Context of Wisdom Work
Two of the great hungers in our age are the hunger for spiritual depth and the desire to live meaningful lives that make a difference in our broken world. Many people today find themselves longing for something that will not only address these strong desires, but that can also connect the two.
Wisdom Schools have served throughout the course of human history to further spiritual development, thereby aiding in a shift towards a more compassionate human society. Drawing upon the 1500 year-old Benedictine daily rhythm of ora et labora (prayer and work), Wisdom Schools work to create in each participant an inner spaciousness that can receive spiritual teachings and instruction in spiritual practices. Within this stable, daily cadence of movement between prayer, work, study, and holy leisure, participants are introduced to the Christian contemplative heritage.
Holding out their two-fold purpose---to make accessible to Christians the rich contemplative wisdom within their own Christian tradition and the transformation of the entire human being (mind, heart, and body)—these schools of inner transformation employ a number of ancient, spiritual practices.
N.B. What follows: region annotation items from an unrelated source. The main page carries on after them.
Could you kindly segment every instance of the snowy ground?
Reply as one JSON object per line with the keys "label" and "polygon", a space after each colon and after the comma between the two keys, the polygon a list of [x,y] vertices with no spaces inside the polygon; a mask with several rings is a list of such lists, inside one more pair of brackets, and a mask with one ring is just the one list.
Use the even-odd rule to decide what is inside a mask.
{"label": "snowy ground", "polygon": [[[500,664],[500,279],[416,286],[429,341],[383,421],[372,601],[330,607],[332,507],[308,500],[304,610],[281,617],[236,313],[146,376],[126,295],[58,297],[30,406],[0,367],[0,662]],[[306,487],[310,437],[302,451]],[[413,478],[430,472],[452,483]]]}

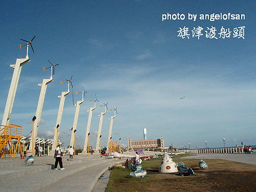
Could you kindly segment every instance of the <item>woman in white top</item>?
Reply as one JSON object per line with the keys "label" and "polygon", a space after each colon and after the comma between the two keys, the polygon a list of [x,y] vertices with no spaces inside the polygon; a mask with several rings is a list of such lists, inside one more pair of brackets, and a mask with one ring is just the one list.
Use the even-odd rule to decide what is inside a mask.
{"label": "woman in white top", "polygon": [[62,152],[60,147],[60,145],[58,145],[57,148],[55,151],[54,158],[55,158],[55,163],[54,164],[54,170],[58,170],[57,166],[58,166],[58,163],[59,164],[59,166],[60,167],[60,170],[64,170],[65,168],[63,168],[62,165],[62,160],[61,156],[62,155]]}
Core practices include contemplative prayer (meditation), lectio divina (sacred reading), chanting, sacred movement and gesture, and simple, purposeful work in community.
Additionally, Wisdom Schools have taught focused attention, mindfulness, present moment awareness, inner observation, and surrender. Because this teaching cannot be grasped by the mental mind alone, Wisdom work also concentrates on methods and practices that open the heart and engage the body.